En su posesión como nuevo presidente de Colombia el 7 de agosto, Gustavo Petro mencionó en su discurso las drogas (refiriéndose a las drogas de uso ilícito). Nada nuevo en Colombia, por supuesto, donde las palabras guerra y narcotráfico han sido temas ineludibles por décadas. Pero el discurso mostró varios giros en la manera en que el nuevo gobierno espera abordar el tema tanto internamente como en el exterior (algunos fueron recientemente discutidos aquí). Como parte de esta apuesta, hizo un llamado a América Latina para unir fuerzas en la búsqueda de mejores políticas de drogas. Aunque se trata de una tarea difícil que no dará frutos inmediatos, es sumamente importante y quizás tenga ahora más posibilidades de despegar que nunca.

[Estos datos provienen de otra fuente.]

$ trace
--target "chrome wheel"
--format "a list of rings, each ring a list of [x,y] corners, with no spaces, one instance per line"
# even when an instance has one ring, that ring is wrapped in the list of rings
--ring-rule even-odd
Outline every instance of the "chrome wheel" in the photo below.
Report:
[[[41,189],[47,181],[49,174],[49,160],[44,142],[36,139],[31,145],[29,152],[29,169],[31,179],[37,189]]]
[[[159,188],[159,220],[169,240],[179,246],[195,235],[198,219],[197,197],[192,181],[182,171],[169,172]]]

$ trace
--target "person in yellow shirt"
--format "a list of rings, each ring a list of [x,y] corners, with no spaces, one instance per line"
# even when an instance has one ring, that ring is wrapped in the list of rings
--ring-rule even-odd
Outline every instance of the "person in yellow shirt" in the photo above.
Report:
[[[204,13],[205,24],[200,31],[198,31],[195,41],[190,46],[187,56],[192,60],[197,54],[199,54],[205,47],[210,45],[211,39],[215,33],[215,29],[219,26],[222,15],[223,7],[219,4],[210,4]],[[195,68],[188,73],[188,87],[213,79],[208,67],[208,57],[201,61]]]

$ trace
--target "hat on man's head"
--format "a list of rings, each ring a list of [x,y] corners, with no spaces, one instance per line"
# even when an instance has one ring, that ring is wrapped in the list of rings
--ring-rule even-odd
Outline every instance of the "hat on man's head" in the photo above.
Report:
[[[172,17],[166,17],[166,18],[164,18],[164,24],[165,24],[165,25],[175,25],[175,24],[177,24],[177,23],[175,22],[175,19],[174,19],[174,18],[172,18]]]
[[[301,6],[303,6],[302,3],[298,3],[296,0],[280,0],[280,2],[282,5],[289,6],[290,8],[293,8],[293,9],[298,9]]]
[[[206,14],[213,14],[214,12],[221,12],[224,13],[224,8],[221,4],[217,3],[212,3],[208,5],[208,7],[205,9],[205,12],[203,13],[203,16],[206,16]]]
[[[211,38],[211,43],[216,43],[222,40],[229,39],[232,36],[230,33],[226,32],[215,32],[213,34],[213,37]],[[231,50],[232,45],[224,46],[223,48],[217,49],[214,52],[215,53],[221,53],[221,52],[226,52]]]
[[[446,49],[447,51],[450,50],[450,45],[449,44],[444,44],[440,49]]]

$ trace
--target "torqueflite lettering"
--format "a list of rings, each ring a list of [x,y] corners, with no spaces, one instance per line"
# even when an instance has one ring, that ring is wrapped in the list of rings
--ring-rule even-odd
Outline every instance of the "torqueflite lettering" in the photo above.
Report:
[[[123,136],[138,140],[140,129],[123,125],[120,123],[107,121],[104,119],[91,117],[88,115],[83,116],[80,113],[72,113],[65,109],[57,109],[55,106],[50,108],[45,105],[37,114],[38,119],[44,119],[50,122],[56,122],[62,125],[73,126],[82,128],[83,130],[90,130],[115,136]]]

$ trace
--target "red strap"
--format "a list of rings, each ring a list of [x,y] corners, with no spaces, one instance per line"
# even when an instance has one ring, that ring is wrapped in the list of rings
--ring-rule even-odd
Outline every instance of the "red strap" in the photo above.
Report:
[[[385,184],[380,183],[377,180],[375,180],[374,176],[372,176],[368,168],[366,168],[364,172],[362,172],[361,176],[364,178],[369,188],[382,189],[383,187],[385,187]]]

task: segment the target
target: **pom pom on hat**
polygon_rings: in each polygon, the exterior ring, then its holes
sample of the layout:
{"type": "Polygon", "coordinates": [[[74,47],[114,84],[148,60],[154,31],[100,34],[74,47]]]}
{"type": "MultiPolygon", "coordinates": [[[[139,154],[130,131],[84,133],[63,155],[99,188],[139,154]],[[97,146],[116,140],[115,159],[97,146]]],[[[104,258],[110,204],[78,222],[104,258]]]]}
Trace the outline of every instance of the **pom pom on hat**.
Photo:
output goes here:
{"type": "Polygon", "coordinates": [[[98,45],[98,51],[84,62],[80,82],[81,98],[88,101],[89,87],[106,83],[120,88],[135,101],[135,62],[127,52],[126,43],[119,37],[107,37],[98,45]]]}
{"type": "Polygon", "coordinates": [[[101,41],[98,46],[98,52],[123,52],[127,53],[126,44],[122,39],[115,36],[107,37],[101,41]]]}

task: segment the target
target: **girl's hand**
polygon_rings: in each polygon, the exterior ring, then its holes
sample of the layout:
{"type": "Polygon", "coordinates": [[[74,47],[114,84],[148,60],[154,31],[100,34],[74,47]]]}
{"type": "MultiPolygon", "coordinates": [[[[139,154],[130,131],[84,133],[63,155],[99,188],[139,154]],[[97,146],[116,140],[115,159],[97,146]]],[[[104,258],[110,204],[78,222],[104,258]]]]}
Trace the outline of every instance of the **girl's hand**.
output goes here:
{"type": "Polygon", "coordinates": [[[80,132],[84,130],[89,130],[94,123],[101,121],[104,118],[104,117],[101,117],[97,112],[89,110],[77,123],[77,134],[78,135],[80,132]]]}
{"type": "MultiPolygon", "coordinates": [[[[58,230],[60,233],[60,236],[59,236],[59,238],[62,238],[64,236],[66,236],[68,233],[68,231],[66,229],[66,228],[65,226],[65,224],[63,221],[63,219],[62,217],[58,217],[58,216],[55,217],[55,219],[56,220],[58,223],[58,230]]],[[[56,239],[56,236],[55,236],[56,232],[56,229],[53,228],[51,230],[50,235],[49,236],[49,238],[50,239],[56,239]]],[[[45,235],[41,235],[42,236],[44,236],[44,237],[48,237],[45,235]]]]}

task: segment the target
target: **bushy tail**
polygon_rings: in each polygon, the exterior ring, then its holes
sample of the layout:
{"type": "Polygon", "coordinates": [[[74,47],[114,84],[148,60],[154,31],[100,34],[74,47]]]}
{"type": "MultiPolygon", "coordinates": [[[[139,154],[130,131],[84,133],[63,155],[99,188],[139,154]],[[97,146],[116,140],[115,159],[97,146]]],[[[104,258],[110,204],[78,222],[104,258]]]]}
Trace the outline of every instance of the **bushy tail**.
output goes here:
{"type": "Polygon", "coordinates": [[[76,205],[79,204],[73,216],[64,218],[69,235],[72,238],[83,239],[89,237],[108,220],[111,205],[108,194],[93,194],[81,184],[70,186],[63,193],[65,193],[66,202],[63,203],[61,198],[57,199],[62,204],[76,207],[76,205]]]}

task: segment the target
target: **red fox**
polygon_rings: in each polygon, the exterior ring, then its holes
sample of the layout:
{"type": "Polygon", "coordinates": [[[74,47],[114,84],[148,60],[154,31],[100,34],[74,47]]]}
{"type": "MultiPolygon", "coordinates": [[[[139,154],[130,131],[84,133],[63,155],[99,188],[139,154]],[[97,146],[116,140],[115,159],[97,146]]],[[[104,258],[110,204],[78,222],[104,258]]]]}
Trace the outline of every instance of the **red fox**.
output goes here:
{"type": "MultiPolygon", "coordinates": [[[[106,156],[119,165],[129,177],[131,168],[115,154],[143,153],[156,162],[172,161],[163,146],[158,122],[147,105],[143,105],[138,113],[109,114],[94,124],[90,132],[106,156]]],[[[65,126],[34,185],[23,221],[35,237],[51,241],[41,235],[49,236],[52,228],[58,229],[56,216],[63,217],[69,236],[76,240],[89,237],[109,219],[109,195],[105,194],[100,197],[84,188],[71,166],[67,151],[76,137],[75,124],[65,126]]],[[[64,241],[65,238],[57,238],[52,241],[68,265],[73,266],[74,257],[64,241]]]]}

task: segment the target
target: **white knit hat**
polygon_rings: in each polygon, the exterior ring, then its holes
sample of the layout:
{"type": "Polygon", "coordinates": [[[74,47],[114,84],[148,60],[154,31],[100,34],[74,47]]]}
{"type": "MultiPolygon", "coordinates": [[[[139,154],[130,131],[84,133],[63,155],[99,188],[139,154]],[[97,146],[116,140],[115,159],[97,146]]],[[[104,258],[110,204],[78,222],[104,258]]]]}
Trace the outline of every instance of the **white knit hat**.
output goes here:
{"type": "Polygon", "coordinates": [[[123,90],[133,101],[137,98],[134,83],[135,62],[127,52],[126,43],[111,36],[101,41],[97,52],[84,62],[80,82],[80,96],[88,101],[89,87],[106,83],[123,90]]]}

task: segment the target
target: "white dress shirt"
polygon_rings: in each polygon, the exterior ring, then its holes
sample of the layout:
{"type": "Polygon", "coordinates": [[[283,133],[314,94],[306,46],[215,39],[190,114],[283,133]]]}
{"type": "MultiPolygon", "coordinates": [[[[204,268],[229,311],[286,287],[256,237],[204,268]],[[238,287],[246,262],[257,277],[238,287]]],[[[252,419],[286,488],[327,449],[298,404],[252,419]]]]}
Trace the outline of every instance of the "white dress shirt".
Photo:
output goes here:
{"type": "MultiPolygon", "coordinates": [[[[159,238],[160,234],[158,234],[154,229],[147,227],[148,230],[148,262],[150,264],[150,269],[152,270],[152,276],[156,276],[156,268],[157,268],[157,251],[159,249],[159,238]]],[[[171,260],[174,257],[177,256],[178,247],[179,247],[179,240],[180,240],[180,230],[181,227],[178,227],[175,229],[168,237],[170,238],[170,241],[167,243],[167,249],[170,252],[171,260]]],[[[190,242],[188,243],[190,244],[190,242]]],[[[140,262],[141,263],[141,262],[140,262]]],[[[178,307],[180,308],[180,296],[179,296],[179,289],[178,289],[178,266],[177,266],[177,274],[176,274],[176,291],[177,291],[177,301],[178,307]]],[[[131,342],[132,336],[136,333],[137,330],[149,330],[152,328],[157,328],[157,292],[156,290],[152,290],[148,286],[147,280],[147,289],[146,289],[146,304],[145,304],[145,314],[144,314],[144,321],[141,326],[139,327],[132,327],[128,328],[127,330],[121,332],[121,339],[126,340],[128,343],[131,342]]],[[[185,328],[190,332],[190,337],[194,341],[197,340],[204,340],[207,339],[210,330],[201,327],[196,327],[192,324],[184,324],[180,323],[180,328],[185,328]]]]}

Como mencioné en una entrada anterior, la guerra contra las drogas ha vuelto a América Latina una de las regiones más violentas del mundo; ha llevado a la creación o el fortalecimiento de diversos tipos de grupos armados (guerrillas, paramilitares, crimen organizado, pandillas y maras); ha alimentado la corrupción; ha tenido un impacto negativo en las instituciones formales e informales y en la democracia; ha causado daño ambiental; y ha roto el tejido social. Aunque muchos sigan pensando que estos problemas sólo afectan a unos pocos países de la región, a medida que la guerra contra las drogas se intensifica el negocio se desplaza a nuevos territorios. Hoy países que en el imaginario colectivo estaban lejos de los horrores del narcotráfico, como Costa Rica y Argentina, están enfrentando problemas cada vez mayores. Y la lista de países por donde pasan rutas de narcotráfico no hace más que crecer.

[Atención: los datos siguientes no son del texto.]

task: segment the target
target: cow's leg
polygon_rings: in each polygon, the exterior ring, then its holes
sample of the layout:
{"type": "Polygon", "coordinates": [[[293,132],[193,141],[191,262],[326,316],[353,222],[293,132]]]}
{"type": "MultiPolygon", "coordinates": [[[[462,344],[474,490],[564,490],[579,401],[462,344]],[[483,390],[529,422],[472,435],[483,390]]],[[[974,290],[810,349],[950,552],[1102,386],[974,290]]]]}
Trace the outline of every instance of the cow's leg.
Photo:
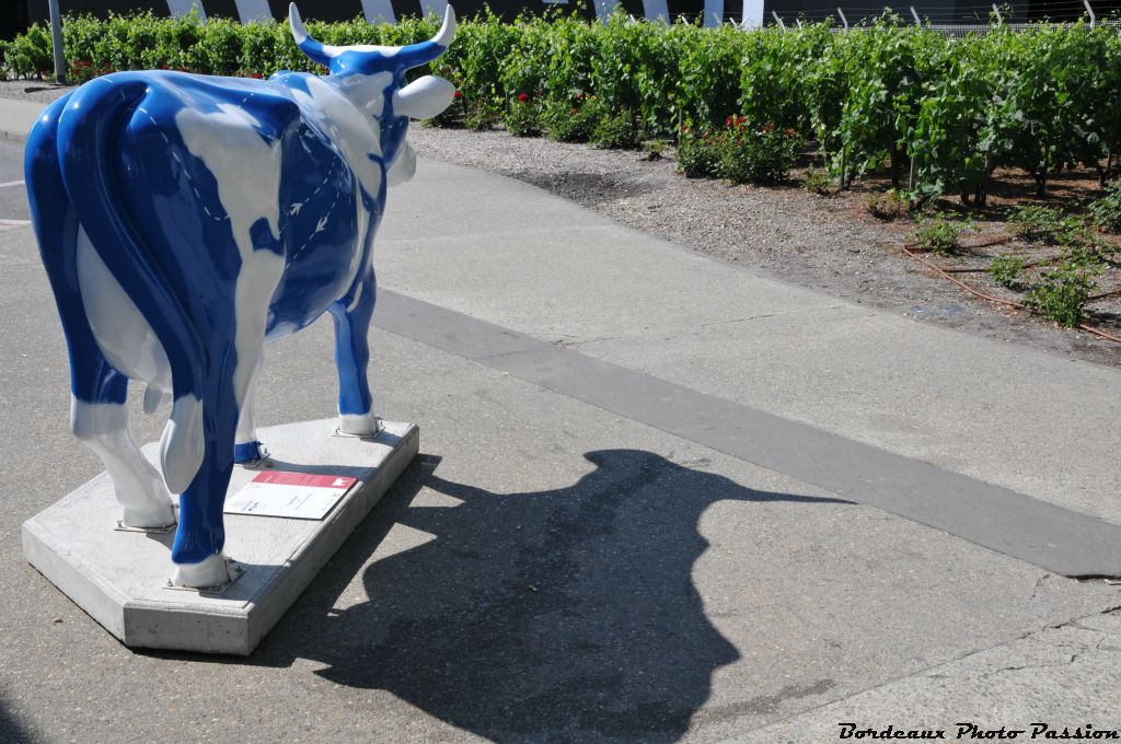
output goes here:
{"type": "Polygon", "coordinates": [[[331,306],[335,322],[335,365],[339,368],[339,430],[369,436],[378,433],[367,380],[370,363],[370,318],[377,285],[371,270],[353,292],[331,306]]]}
{"type": "MultiPolygon", "coordinates": [[[[113,371],[99,387],[102,392],[108,392],[106,387],[119,387],[123,397],[127,384],[128,381],[113,371]]],[[[175,511],[164,478],[140,454],[129,430],[128,406],[99,397],[98,402],[86,402],[78,396],[73,398],[71,426],[75,436],[98,453],[109,471],[117,501],[124,508],[122,521],[137,528],[174,524],[175,511]]]]}
{"type": "Polygon", "coordinates": [[[233,445],[233,462],[241,465],[251,465],[265,457],[265,448],[257,438],[257,421],[253,418],[257,382],[260,380],[263,365],[265,354],[262,353],[257,357],[257,364],[253,366],[253,373],[249,379],[249,387],[241,403],[241,417],[238,419],[238,433],[233,445]]]}
{"type": "MultiPolygon", "coordinates": [[[[235,353],[220,350],[233,345],[232,338],[212,340],[214,357],[222,360],[204,374],[202,400],[203,429],[206,431],[202,465],[186,491],[179,494],[179,529],[172,546],[178,586],[205,587],[230,580],[229,561],[222,552],[225,526],[222,506],[233,473],[233,445],[237,438],[239,406],[242,398],[234,381],[235,353]]],[[[256,360],[249,360],[256,364],[256,360]]],[[[244,376],[248,387],[249,376],[244,376]]]]}
{"type": "MultiPolygon", "coordinates": [[[[68,99],[68,95],[66,96],[68,99]]],[[[131,527],[175,522],[172,501],[156,468],[140,455],[128,428],[128,379],[94,337],[78,286],[78,220],[62,180],[55,122],[66,100],[53,103],[33,130],[27,187],[43,266],[50,279],[70,348],[71,426],[101,457],[131,527]]]]}
{"type": "MultiPolygon", "coordinates": [[[[269,292],[275,283],[267,288],[269,292]]],[[[252,421],[252,413],[243,415],[243,410],[252,406],[250,396],[260,374],[268,296],[257,298],[259,316],[249,317],[248,313],[235,316],[235,334],[211,340],[216,362],[204,374],[205,453],[195,478],[179,496],[179,529],[172,546],[175,564],[172,582],[179,586],[214,586],[231,578],[229,561],[222,552],[225,545],[222,508],[233,473],[239,421],[252,421]],[[222,348],[230,351],[221,353],[222,348]]]]}

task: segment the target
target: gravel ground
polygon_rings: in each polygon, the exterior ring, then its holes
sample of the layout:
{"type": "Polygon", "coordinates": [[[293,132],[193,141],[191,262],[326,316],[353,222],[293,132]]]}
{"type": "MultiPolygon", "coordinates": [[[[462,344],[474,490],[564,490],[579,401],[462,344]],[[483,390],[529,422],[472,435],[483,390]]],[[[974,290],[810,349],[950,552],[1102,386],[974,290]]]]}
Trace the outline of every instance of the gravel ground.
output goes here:
{"type": "MultiPolygon", "coordinates": [[[[0,81],[0,97],[46,103],[65,90],[0,81]]],[[[751,271],[921,322],[1121,366],[1121,344],[975,299],[902,254],[910,227],[870,216],[867,194],[859,188],[822,197],[796,185],[688,179],[675,173],[671,159],[643,160],[636,152],[522,139],[504,131],[413,127],[409,139],[421,157],[518,178],[751,271]]],[[[1106,313],[1095,322],[1115,333],[1121,314],[1106,313]]]]}

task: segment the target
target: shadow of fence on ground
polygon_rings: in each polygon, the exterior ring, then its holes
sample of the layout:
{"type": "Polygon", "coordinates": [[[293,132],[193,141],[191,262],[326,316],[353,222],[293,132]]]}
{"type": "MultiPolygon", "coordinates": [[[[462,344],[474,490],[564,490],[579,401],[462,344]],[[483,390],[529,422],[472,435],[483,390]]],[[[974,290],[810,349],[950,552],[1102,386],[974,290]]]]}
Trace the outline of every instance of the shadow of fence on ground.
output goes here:
{"type": "Polygon", "coordinates": [[[676,741],[739,658],[693,586],[702,512],[851,502],[754,491],[648,452],[585,457],[596,468],[575,484],[511,494],[445,481],[421,457],[251,661],[313,659],[339,685],[498,742],[676,741]],[[424,486],[462,503],[410,506],[424,486]],[[367,602],[334,610],[393,524],[427,534],[367,568],[367,602]]]}

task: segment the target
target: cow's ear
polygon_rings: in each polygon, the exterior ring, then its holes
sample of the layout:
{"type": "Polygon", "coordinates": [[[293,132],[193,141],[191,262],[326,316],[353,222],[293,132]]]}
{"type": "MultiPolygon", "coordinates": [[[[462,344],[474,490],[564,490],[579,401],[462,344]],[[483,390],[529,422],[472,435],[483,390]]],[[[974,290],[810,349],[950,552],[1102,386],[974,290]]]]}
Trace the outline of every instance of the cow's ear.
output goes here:
{"type": "Polygon", "coordinates": [[[425,75],[393,93],[393,114],[432,119],[443,113],[455,97],[455,86],[443,77],[425,75]]]}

Dados estos costos tan extremos, uno esperaría que la cooperación para investigar y debatir políticas alternativas y, eventualmente, proponer cambios fuera ya rutinaria en la región. Desafortunadamente, la realidad muestra todo lo contrario. Nuestros países pocas veces se reúnen para avanzar en el análisis de alternativas a la guerra contra las drogas. La cooperación que se ha dado es, en su mayoría, para avanzar en la implementación de políticas públicas dentro del régimen (prohibicionista) internacional de drogas.
La cooperación entre países latinoamericanos ha avanzado lentamente también en el mundo de la investigación académica. Aunque Colombia, Perú y Bolivia son los principales productores de coca y cocaína, ha habido muy pocos estudios comparados que nos ayuden a entender estos mercados y el impacto de políticas específicas en los países productores. Los estudios sobre cada país suelen avanzar por su lado. Lo mismo ocurre con los estudios sobre la violencia asociada al narcotráfico: aunque algunos de los problemas que enfrentan las ciudades y pueblos como Colombia, México y Brasil son similares, hay muy pocos estudios comparados o que tengan en cuenta la naturaleza internacional de estos mercados. En un intento por fomentar la colaboración académica, hace unos años creamos la Red de Estudios sobre Drogas en América Latina que ya ha dado algunos frutos. Sin embargo, aún hace falta mucho para avanzar en la investigación comparada de los fenómenos asociados a las drogas que azotan a la región.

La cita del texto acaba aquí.